Voor dergelijke situaties heeft de wetgever in de mogelijkheid voorzien dat de rechter de bouwheer/hoofdaannemer machtigt om een andere aannemer in dienst te nemen.
Echter zijn dit vaak situaties waarbij de tijd dringt en een machtiging van de rechter te lang op zich laat wachten. Verschillende rechtspraak biedt dan ook de mogelijkheid om in dergelijk geval, zonder voorafgaande tussenkomst van de rechtbank, beroep te kunnen doen op een andere aannemer. De zogeheten ‘buitengerechtelijke vervanging’.
De voorwaarden van de ‘buitengerechtelijke vervanging’
Als bouwheer kan men zich dus beroepen op het algemeen verbintenissenrecht, meer specifiek op artikel 1143 en 1144 van het Burgerlijk Wetboek om van de rechtbank de machtiging te krijgen om de werken door een andere aannemer te laten uitvoeren, dan wel op kosten van de vorige.
Slechts in een beperkt aantal gevallen is die voorafgaande rechterlijke machtiging om te vervangen niet vereist. Belangrijk om op te merken is dat die vervanging op risico van de bouwheer gebeurt en er nadien nog steeds een controle door de rechtbank mogelijk is.
Hieronder sommen we de voorwaarden op die door de rechtspraak gekoppeld worden aan de buitengerechtelijke vervanging:
- Ernstige contractuele wanprestatie door de aannemer;
- Spoedeisendheid;
- Er is een voorafgaande tegensprekelijke vaststelling van de staat der werken voorhanden én van de gebreken.
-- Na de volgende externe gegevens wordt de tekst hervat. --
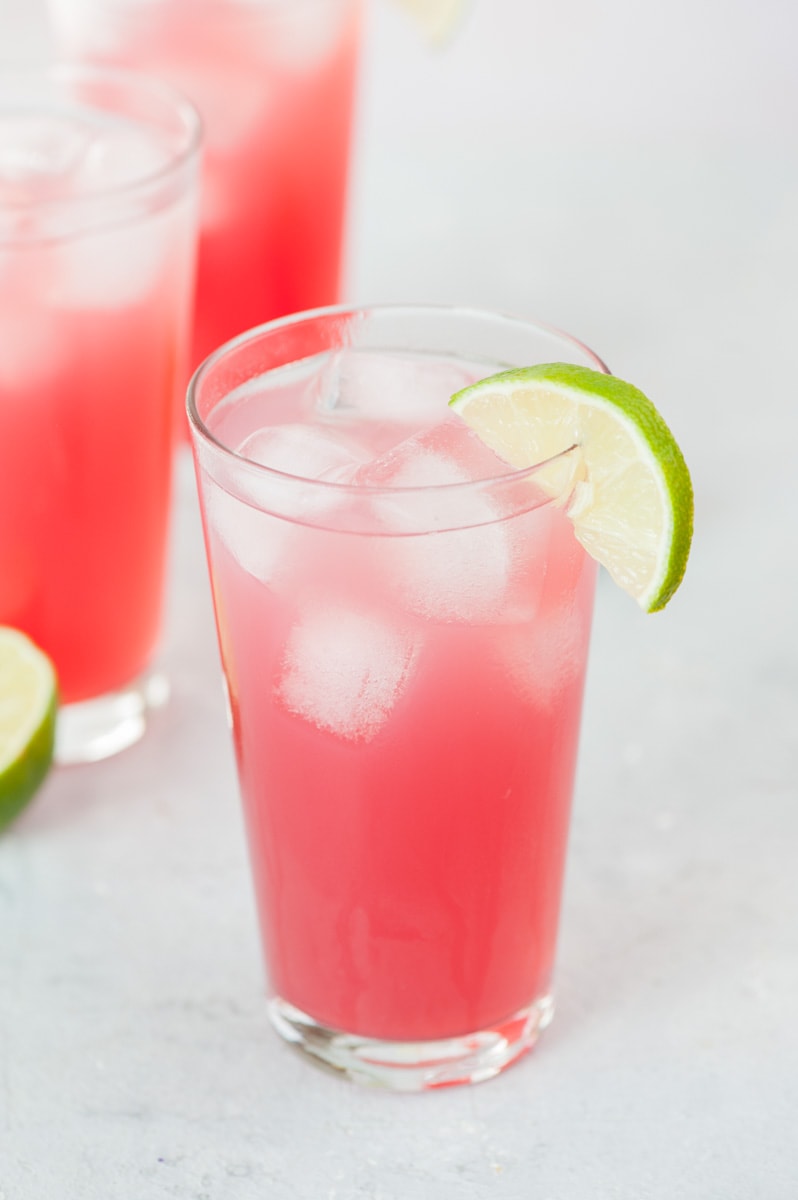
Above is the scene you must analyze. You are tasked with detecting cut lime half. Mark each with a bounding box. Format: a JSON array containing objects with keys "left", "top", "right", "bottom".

Die vaststelling kan onderling gebeuren of via een deskundige;
- De aannemer is voorafgaandelijk in gebreke gesteld door de bouwheer met als verzoek om binnen een redelijke termijn de contractuele gebreken te verhelpen;
- De aannemer wordt voorafgaandelijk verwittigd van de vervanging met daarbij de oplijsting van de verweten wanprestaties en de motivering van het gebruik van de buitengerechtelijke vervanging
A posteriori controle
Wanneer men als bouwheer te lichtzinnig zou omspringen met deze buitengerechtelijke vervanging, dan kan de rechtspraak streng zijn voor de bouwheer. De bouwheer kan dan de terugbetaling van de vervangingskosten vergeten. Sterker nog, de bouwheer wordt in die gevallen soms zelf een contractuele wanprestatie verweten wat kan leiden tot de ontbinding van de overeenkomst ten laste van de bouwheer.
Evenwicht in belangen bouwheer en aannemer
De toepassing van de buitengerechtelijke vervanging mag dan wel aanvaard zijn door de rechtspraak, doch blijft er veel onduidelijk omtrent de concrete invulling van de voorwaarden.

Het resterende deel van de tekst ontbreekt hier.